Anyone who has read Jonathan Coe knows that he has a knack for exposing the particular absurdity of a certain type of Brit, because we in the UK have all met someone like the people Coe populates his books with: the cold eyed types who think that Katie Hopkins is only telling it like it is and that all the jobless need to help them find work is a bit of a kick up the bum. The kind who like to point out that they’ve worked hard for what they have and pontificate about how teenage mothers only have babies so they can jump the housing queue.
Coe is a genius at putting people like that on the page and letting them run loose, a bit in the way Tom Sharpe did, but in a more erudite and leisurely way, creating situations which expose their failings and gradually urge them into revealing their utter lack of personal qualities. There’s a kind of restrained glee in his persecution of these proto-Tebbits which is invariably very funny. Take Dr Dudden from The House of Sleep, whose attempts to prove that sleep is a wasteful luxury ends up with him wearing a hat and thinking he’s a pirate, or the Winshaw clan in What a Carve Up, whose obsession with wealth lures them into a scenario involving dark castles, stormy nights and escaped knife-wielding lunatics, a situation which ends well for absolutely no one but the knife.

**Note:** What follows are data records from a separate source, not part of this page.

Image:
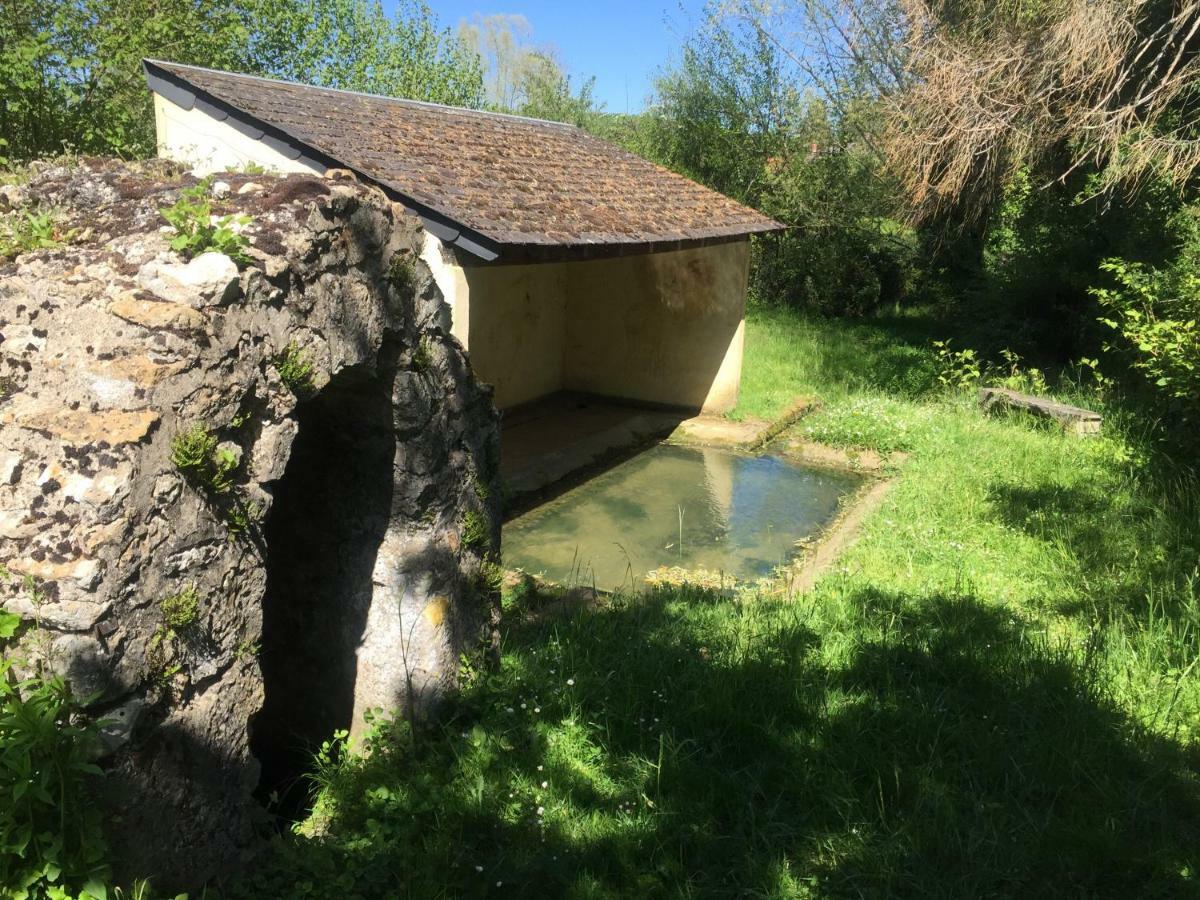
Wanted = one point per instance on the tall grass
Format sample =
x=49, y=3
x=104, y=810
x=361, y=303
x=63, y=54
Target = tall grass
x=996, y=691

Coe at his best works like an Ealing comedy on steroids – a sublime mixture of pratfalls and biting social commentary – and Number 11 is Coe at his best. Vintage Coe in fact. The kind of Coe you’d find in a book by Coe, referred to as the mythical lost work of the satirical writer Coe, because apart from mocking those who believe Margaret Thatcher was the best thing to happen to the coal mining industry, there’s nothing Coe likes better than the occasional nod and a wink to the reader in the form of an inside joke.

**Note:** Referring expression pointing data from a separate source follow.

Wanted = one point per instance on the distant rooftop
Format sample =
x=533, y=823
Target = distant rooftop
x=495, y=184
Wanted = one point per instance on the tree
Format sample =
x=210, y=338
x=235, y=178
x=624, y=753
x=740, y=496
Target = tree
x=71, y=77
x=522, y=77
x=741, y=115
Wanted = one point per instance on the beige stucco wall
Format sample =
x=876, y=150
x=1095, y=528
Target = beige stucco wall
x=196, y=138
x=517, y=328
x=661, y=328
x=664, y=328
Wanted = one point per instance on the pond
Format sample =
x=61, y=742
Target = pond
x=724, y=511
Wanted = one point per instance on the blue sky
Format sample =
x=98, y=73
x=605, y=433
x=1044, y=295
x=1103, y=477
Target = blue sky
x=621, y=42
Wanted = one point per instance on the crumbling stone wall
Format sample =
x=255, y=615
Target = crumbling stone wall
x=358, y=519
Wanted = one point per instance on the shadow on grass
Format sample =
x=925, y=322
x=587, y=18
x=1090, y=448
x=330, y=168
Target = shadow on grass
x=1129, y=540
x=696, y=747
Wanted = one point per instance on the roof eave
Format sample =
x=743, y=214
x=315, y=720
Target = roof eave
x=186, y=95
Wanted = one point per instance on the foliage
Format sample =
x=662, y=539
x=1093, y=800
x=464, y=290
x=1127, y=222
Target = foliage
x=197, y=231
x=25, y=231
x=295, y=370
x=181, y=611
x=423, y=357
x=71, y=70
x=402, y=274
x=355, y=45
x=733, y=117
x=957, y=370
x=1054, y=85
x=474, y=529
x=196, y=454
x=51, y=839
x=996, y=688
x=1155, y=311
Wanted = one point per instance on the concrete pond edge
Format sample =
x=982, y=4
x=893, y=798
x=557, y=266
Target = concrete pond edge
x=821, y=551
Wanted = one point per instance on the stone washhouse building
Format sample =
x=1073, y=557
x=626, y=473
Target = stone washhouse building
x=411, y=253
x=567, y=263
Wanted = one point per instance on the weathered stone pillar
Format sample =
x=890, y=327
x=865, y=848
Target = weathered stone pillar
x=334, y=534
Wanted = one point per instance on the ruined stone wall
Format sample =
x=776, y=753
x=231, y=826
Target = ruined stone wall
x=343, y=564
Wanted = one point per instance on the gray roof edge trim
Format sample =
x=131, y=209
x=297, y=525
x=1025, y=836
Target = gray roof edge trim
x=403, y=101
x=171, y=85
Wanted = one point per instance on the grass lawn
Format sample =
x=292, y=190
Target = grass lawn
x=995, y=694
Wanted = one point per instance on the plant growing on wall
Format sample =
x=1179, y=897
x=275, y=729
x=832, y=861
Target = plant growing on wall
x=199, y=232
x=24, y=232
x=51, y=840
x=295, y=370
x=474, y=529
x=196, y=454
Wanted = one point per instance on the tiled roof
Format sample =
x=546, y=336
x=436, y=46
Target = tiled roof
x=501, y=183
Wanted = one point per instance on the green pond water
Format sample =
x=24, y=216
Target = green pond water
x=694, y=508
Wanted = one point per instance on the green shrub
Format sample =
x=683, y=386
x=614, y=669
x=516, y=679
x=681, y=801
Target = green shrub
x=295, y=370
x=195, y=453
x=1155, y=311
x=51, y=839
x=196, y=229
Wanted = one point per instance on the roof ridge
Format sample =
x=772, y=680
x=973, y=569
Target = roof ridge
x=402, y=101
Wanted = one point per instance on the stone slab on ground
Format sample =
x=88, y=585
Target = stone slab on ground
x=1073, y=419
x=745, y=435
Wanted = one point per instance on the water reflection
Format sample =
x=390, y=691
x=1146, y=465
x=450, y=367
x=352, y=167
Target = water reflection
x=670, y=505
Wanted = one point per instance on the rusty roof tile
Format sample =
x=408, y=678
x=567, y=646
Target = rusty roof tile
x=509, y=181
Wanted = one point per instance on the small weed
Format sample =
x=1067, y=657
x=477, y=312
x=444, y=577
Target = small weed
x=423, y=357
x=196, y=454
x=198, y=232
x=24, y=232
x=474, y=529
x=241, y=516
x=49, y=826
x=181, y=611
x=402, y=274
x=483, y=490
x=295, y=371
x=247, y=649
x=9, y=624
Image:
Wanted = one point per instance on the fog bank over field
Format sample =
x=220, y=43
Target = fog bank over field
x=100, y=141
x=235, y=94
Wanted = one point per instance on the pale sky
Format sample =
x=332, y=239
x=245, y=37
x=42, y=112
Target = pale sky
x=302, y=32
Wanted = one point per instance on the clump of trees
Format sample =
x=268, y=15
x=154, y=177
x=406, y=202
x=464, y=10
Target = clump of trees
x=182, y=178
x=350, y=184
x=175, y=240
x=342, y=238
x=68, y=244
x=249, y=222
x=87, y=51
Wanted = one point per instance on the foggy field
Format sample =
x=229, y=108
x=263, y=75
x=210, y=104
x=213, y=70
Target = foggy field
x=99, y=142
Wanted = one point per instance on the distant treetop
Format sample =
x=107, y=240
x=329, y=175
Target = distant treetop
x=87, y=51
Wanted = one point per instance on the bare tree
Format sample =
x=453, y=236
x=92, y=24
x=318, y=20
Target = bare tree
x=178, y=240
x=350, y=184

In Number 11 the Winshaw family from What a Carve Up is back, though this time sharing the stage with an extended cast. Central to the drama are Rachel and Alison, childhood friends who become estranged over a Snapchat gone wrong. Their story soon becomes overtaken by a series of overlapping plotlines too numerous to list here but of which my favourites are the hapless Z-list slebs trapped in a ratings engineered reality TV show and a copper whose psychogeographical approach to policing and interest in social issues has earned him the nickname Nate of the Station. These rapid shifts from one plot strand to another could be disconcerting in less experienced hands, but Coe knows exactly how far he can stretch the reader’s patience before revealing how one set of characters relates to another. He also knows who deserves to get their comeuppance, and it isn’t too much of a spoiler to reveal that he ties up the narrative in a way that’s simultaneously hilarious, disturbing and surprising.
Coe weaves a complex web in Number 11, but in the end the righteous prosper and the unrighteous end up as the main course. And there can’t be too much wrong with that.